Re: Ignoring invalid values in KafkaSerializationSchema

Posted by Matthias on
URL: http://deprecated-apache-flink-user-mailing-list-archive.369.s1.nabble.com/Ignoring-invalid-values-in-KafkaSerializationSchema-tp38299p38329.html

Hi Yuval,
thanks for bringing this issue up. You're right: There is no error handling currently implemented for SerializationSchema. FLIP-124 [1] addressed this for the DeserializationSchema, though. I created FLINK-19397 [2] to cover this feature.

In the meantime, I cannot think of any other solution than filtering those rows out in a step before emitting the data to Kafka.

Best,
Matthias

[1] https://cwiki.apache.org/confluence/pages/viewpage.action?pageId=148645988
[2] https://issues.apache.org/jira/browse/FLINK-19397

On Wed, Sep 23, 2020 at 1:12 PM Yuval Itzchakov <[hidden email]> wrote:
Hi,

I'm using a custom KafkaSerializationSchema to write records to Kafka using FlinkKafkaProducer. The objects written are Rows coming from Flink's SQL API.

In some cases, when trying to convert the Row object to a byte[], serialization will fail due to malformed values. In such cases, I would like the custom serialization schema to drop the bad records and not send them through.

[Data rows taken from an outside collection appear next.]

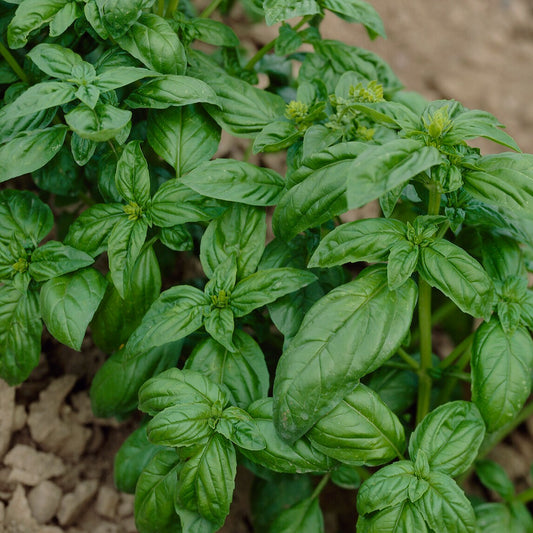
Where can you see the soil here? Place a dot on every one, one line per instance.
(56, 458)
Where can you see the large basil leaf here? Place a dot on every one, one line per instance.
(90, 231)
(183, 136)
(115, 387)
(240, 231)
(131, 459)
(360, 430)
(236, 181)
(298, 458)
(505, 180)
(175, 314)
(207, 480)
(31, 15)
(152, 41)
(501, 372)
(458, 275)
(30, 151)
(356, 241)
(347, 334)
(68, 304)
(171, 90)
(24, 215)
(244, 372)
(155, 492)
(450, 437)
(20, 333)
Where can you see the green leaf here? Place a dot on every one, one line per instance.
(357, 11)
(131, 459)
(54, 259)
(37, 98)
(178, 312)
(458, 275)
(132, 177)
(183, 136)
(55, 60)
(347, 334)
(356, 241)
(20, 333)
(31, 15)
(280, 10)
(175, 203)
(30, 151)
(152, 41)
(115, 387)
(501, 372)
(124, 246)
(171, 90)
(154, 494)
(24, 215)
(243, 373)
(494, 477)
(445, 507)
(240, 231)
(265, 286)
(207, 480)
(450, 437)
(303, 517)
(279, 456)
(100, 124)
(117, 317)
(360, 430)
(68, 304)
(504, 180)
(236, 181)
(90, 231)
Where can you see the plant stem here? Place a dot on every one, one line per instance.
(320, 486)
(206, 13)
(269, 46)
(12, 62)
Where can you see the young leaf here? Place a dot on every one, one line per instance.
(347, 334)
(266, 286)
(171, 90)
(450, 437)
(154, 494)
(68, 304)
(244, 372)
(360, 430)
(54, 259)
(236, 181)
(20, 333)
(131, 459)
(30, 151)
(152, 41)
(183, 136)
(207, 480)
(501, 372)
(178, 312)
(240, 231)
(458, 275)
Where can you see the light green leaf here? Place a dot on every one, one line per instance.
(68, 304)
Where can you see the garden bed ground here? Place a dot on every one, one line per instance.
(56, 458)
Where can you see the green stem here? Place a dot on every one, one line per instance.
(320, 486)
(413, 363)
(208, 11)
(12, 62)
(269, 46)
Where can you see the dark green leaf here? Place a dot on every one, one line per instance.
(347, 334)
(68, 304)
(30, 151)
(501, 372)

From the API, it is unclear how such failures should be handled. Given the following signature:

 ProducerRecord<byte[], byte[]> serialize(T element, @Nullable Long timestamp);

From reading the code, there's no exception handling or null checking, which means that:

- If an exception is thrown, it will cause the entire job to fail (this has happened to me in production)
- If null is passed, a null value will be pushed down to kafkaProducer.send which is undesirable.

What are the options here?



--
Best Regards,
Yuval Itzchakov.